Je suis frappé par le nombre de sites qui attribuent à saint Jérôme une phrase prétendument scandaleuse, citée sans contexte : « La femme est la racine de tous les maux. »
Il est pour le moins étonnant qu’un des quatre grands Pères de l’Église latine, esprit parmi les plus brillants de l’Antiquité, ait pu écrire cela. Saint Jérôme étant le patron des traducteurs, j’y suis très attaché et j’ai décidé d’enquêter.
Après avoir consulté des dizaines de pages qui reprennent la citation, je n’ai trouvé aucune référence précise : ni l’ouvrage ni la page correspondante, et jamais le moindre contexte — la phrase apparaît toujours isolée.
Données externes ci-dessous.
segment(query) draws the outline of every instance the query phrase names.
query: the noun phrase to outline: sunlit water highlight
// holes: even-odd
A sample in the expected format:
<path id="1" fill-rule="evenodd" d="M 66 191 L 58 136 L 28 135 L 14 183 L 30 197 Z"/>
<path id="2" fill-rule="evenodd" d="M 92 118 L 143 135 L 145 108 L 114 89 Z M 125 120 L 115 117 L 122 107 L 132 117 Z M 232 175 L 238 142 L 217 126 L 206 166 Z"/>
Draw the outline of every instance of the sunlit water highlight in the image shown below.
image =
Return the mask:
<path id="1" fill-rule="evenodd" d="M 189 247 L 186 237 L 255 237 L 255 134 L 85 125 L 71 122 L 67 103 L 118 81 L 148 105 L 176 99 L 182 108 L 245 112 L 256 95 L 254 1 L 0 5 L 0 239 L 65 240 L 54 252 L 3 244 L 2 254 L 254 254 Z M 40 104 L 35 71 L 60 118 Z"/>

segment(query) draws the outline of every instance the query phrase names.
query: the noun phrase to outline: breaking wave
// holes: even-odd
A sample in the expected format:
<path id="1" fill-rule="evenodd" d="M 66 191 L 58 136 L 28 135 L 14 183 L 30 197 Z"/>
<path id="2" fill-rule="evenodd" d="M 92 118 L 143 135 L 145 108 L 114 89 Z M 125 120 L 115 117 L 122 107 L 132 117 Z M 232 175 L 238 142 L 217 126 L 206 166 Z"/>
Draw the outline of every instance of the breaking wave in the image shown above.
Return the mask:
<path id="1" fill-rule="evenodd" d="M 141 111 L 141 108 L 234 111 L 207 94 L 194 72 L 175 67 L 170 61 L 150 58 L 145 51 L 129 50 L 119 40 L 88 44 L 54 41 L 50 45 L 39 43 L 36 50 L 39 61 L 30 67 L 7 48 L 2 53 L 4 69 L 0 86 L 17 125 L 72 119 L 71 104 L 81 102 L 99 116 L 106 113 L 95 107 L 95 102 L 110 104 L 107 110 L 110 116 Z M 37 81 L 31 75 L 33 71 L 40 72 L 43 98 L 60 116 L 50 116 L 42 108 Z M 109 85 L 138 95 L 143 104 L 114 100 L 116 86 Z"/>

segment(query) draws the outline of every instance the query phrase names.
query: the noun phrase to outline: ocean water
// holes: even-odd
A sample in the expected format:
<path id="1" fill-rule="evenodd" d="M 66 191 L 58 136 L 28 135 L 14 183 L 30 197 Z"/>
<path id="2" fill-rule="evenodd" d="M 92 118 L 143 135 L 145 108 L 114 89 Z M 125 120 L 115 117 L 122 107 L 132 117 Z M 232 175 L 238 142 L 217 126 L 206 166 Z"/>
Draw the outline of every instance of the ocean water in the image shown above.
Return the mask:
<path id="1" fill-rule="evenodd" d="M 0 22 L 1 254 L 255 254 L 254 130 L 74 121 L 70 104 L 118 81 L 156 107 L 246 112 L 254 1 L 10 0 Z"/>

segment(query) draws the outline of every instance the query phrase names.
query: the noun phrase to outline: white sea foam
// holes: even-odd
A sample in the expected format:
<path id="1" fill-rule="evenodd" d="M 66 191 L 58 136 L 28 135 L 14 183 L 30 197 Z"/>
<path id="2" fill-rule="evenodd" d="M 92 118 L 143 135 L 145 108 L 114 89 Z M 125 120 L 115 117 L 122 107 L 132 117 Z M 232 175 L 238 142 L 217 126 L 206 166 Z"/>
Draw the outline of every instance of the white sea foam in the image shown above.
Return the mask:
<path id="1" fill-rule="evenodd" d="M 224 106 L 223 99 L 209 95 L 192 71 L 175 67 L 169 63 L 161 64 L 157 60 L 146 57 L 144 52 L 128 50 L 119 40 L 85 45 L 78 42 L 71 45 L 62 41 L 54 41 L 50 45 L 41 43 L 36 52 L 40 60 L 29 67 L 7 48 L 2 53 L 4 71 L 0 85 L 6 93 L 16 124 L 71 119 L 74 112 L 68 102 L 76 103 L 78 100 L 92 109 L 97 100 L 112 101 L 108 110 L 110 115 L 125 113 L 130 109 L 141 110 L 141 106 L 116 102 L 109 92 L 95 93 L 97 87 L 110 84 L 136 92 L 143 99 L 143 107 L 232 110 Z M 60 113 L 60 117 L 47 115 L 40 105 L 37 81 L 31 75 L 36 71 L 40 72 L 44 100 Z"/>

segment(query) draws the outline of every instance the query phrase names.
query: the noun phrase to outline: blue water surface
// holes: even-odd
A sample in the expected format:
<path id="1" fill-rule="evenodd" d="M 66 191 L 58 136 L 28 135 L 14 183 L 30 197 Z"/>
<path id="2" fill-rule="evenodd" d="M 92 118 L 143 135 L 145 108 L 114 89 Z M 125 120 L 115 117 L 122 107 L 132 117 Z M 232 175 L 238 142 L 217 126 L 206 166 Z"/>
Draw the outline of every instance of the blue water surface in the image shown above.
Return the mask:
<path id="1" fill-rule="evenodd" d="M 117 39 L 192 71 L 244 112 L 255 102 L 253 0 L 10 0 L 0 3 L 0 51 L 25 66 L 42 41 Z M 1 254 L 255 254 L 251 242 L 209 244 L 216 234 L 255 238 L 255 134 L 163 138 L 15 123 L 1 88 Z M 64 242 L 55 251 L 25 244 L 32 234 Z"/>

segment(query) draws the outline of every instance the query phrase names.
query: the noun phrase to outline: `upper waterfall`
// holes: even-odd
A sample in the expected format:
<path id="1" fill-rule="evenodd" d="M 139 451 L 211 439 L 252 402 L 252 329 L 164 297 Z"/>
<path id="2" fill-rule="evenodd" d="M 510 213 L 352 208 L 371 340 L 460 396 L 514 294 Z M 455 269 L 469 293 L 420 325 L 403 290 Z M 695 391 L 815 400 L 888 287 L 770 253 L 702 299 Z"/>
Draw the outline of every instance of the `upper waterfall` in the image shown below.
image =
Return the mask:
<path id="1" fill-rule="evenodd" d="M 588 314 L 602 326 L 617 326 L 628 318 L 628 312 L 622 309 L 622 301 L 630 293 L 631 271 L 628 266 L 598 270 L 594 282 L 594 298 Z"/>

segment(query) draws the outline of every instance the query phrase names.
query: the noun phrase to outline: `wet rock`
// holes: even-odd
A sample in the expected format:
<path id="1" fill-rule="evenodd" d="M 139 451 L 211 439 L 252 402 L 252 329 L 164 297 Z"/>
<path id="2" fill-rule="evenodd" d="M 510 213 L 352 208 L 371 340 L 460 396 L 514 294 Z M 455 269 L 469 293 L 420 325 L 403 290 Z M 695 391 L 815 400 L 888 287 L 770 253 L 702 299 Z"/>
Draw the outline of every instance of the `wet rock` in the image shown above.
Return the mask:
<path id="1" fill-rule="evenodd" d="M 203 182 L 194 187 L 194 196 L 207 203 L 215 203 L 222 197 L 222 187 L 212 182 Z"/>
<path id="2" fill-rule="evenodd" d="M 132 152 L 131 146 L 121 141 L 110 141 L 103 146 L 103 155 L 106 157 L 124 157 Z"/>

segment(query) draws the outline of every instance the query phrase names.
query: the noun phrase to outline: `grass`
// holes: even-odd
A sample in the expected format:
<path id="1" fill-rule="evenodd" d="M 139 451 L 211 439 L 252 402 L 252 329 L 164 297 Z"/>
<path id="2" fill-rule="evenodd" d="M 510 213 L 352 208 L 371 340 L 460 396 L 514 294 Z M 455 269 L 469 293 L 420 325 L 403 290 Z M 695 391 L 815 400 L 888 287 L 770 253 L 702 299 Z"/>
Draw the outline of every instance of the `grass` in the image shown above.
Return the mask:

La source la plus ancienne que j’aie pu retrouver figure dans un livre anglais de Philip Vivian, The Churches and Modern Thought: An Inquiry into the Grounds of Unbelief and an Appeal for Candour (1911), un pamphlet antireligieux. Que l’ouvrage soit maladroit et peu rigoureux ne suffit pas à prouver la fausseté de la citation ; mais, puisqu’aucun renvoi à un texte exact de Jérôme n’apparaît, que j’ai lu une grande partie de son œuvre, que j’ai fouillé les corpus numérisés sans rien trouver d’approchant, et que la phrase est absurde, je peux conclure avec une forte probabilité qu’il s’agit d’une apocryphe.
Par curiosité, voici deux énoncés authentiques, les plus proches, attribués à Jérôme :
Authentique : « La mort est entrée dans le monde par Ève, mais la vie est venue par Marie. » (Lettre à Eustochium.)
Authentique : « L’avidité est la racine de tous les maux. » (Citation d’origine néotestamentaire, Première épître à Timothée.)
Si quelqu’un me démontre que la citation est vraie, je l’invite volontiers à dîner (à Madrid ou alentours) et je publierai un rectificatif sur cette page.